Prompt 4: The Information Density Optimizer
Prompt Text:
You are an expert in linguistic efficiency and LLM cognition. Take the user's drafted "Instructions" text and rewrite it to be more informationally dense. Your revision should:
* Convert passive voice to active voice.
* Eliminate all conversational filler and redundant words.
* Replace vague phrases with precise, powerful commands.
* Retain the original meaning and all key rules.
Customization Tips:
* Provide a target token count to make the optimization more challenging.
* Ask the AI to also format the output as a numbered list for maximum clarity.
Example Output:
User Input: "I was hoping you could make sure that the summaries are not too long, maybe under 150 words. Also, it would be great if the tone could be formal. The summary should probably start with the main point."
AI Output:
* Generate summaries under 150 words.
* Maintain a formal tone.
* Begin every summary with the main point.
Prompt 5: The "No-Code RAG" Metaprompt Creator
Prompt Text:
You are a prompt engineering specialist. Based on the purpose of the user's notebook, generate three variations of a system metaprompt. This prompt's function is to instruct the LLM to use the uploaded notebook as its primary source of truth, effectively creating a "No-Code RAG" system. Each variation should be slightly different in its level of directiveness.
Customization Tips:
* Request a variation that is more "polite" or "conversational."

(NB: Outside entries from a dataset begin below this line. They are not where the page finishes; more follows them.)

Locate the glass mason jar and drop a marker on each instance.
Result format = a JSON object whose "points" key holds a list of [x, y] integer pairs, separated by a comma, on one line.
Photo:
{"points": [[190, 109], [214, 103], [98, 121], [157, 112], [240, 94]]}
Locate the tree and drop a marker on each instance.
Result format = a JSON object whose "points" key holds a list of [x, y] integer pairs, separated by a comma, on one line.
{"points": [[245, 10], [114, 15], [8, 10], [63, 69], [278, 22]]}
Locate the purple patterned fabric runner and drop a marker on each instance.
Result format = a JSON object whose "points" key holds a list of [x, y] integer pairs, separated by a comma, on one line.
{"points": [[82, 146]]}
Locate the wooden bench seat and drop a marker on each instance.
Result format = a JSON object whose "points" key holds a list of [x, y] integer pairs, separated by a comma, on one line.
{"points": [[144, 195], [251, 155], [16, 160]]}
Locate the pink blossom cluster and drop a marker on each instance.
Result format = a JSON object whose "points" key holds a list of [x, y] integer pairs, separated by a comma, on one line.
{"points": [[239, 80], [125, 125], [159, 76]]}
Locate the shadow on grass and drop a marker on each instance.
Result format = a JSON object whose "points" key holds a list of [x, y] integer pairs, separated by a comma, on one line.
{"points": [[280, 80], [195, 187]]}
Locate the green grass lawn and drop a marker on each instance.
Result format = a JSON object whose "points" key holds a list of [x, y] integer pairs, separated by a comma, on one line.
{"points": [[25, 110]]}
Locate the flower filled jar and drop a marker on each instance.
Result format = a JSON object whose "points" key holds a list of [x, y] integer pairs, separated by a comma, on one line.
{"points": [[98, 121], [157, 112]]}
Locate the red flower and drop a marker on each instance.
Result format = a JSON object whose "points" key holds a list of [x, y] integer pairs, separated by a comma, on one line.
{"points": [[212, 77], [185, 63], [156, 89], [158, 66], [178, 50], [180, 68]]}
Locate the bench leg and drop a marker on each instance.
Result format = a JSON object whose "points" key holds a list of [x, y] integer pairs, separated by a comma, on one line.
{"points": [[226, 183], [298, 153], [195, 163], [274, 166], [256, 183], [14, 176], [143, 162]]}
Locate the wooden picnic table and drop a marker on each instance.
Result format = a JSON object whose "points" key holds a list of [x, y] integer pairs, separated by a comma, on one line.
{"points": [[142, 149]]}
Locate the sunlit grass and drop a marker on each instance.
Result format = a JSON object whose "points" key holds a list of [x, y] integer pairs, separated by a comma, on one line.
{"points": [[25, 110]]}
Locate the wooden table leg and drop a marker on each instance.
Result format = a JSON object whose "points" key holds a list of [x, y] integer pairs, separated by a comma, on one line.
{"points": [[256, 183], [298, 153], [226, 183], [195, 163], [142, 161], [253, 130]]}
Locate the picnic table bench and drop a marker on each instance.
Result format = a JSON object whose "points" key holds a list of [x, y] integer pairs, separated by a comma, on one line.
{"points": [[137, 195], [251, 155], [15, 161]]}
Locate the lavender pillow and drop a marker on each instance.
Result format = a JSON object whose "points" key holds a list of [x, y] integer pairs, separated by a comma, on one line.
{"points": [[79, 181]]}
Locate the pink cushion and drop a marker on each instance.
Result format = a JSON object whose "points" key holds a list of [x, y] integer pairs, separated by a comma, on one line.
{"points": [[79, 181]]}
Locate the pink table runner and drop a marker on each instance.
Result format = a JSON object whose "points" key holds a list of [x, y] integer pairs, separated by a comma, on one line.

* Ask for a version that includes a statement about what to do if the information is not in the notebook.
Example Output:
User Input: "A notebook for a customer service chatbot."
AI Output:
* Direct: SYSTEM: Use the uploaded Customer Service Notebook as your primary knowledge base. Base all responses on the information contained within it.
* Slightly Softer: SYSTEM: You are a customer service assistant. Before responding, consult the attached notebook for all guidelines, policies, and approved language.
* With Fallback: SYSTEM: Your primary directive is to follow the instructions and use the data within the uploaded notebook. If a user's query cannot be answered using the notebook, state that you do not have the information.
I enjoyed this!
keep it up!!!!
Great insights! I would add one more tab for
Style & Tone Notes
- Keep language conversational but informed.
- Use emojis sparingly (1–2 per response) for ADHD readability.
- Avoid corporate speak or “As an AI…” disclaimers.
For me, that is one of the hardest things to get it to not only co-create with me but understand how to talk with me, but then for output or co-creation, how to best work with me then.
Great insights on this and I can see it being of massive value for so many!